I mentioned at the tail end of last piece that a set of polymorphic data operators is what we want in the correctness sense, but seems like it would do poorly from the performance standpoint. It turns out that there's a bunch of options aimed at improving the performance of generic functions. There's static-dispatch, fast-generic-functions, and the archived but still available inlined-generic-function.

The operators

So, we want ==, that's obvious. But the end usability goal also probably demands lookup, insert and len. I'm leaving out some things we'll realistically want but that would be more complicated to implement¹. I want a minimal, benchmarkeabla set for my current purposes.

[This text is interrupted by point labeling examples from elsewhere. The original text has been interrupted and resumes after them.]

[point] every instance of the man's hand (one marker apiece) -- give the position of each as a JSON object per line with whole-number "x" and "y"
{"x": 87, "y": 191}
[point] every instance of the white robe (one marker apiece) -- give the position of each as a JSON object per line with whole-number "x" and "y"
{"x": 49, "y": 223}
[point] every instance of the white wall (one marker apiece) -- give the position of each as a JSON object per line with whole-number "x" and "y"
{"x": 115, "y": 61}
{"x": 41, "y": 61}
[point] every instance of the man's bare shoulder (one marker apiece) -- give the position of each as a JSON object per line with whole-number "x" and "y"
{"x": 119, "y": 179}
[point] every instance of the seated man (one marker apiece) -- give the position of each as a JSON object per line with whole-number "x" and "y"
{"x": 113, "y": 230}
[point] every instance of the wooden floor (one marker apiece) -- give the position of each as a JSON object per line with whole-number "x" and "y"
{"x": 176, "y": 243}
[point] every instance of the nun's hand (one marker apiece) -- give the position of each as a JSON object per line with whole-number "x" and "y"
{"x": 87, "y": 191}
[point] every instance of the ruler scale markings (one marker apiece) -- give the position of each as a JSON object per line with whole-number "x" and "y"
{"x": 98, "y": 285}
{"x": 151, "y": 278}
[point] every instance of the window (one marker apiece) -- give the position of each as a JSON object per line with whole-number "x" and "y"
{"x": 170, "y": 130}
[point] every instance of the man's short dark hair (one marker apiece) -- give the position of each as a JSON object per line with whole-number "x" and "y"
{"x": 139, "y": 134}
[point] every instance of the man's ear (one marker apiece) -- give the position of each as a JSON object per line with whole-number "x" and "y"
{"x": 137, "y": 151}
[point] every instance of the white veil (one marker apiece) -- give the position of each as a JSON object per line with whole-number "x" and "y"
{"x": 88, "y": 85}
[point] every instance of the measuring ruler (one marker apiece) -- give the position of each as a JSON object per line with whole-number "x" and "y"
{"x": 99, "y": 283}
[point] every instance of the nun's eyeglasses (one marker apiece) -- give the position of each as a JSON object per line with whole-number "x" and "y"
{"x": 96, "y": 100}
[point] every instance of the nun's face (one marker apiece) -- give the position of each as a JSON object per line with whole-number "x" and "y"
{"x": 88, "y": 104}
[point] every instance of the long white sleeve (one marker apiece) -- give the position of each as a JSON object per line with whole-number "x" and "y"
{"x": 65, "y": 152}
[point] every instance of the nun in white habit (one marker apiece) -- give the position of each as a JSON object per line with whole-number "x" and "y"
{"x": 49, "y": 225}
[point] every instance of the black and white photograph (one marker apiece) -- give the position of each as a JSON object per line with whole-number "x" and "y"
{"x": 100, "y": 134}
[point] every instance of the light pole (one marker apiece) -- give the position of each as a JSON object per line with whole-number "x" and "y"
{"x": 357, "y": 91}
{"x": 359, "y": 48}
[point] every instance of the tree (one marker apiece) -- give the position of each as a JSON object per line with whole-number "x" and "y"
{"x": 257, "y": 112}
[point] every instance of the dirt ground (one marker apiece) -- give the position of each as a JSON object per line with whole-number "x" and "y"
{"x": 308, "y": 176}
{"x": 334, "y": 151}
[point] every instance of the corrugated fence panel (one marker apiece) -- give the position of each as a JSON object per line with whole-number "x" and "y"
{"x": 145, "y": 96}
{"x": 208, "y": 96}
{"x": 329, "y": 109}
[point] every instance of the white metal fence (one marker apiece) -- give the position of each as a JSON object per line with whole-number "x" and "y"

The naive implementations of these look like

(defgeneric == (a b))
(defgeneric lookup (container key))
(defgeneric insert (container elem))
(defgeneric len (container))

(defmethod == (a b) (equalp a b))
(defmethod == ((a number) (b number)) (= a b))
(defmethod == ((a string) (b string)) (string= a b))
(defmethod == ((a character) (b character)) (char= a b))
(defmethod == ((a symbol) (b symbol)) (eq a b))
(defmethod == ((a list) (b list)) (equal a b))
(defmethod == ((a cl-hamt:hash-dict) (b cl-hamt:hash-dict))
  (cl-hamt:dict-eq a b :value-test #'==))
(defmethod == ((a cl-hamt:hash-set) (b cl-hamt:hash-set))
  (cl-hamt:set-eq a b))

(defmethod lookup ((container list) key)
  (nth key container))
(defmethod lookup ((container hash-table) key)
  (gethash key container))
(defmethod lookup ((container cl-hamt:hash-set) key)
  (cl-hamt:set-lookup container key))
(defmethod lookup ((container cl-hamt:hash-dict) key)
  (cl-hamt:dict-lookup container key))

(defmethod insert ((container list) elem) (cons elem container))
(defmethod insert ((container hash-table) k/v)
  ;; NOTE - strictly, this should copy the hash-table in order to be functional
  ;;        Not right now.
  (setf (gethash (car k/v) container) (cdr k/v)))
(defmethod insert ((container cl-hamt:hash-dict) k/v)
  (cl-hamt:dict-insert container (car k/v) (cdr k/v)))
(defmethod insert ((container cl-hamt:hash-set) elem)
  (cl-hamt:set-insert container elem))

(defmethod len ((container list)) (length container))
(defmethod len ((container hash-table)) (hash-table-count container))
(defmethod len ((container cl-hamt:hash-set)) (cl-hamt:set-size container))
(defmethod len ((container cl-hamt:hash-dict)) (cl-hamt:dict-size container))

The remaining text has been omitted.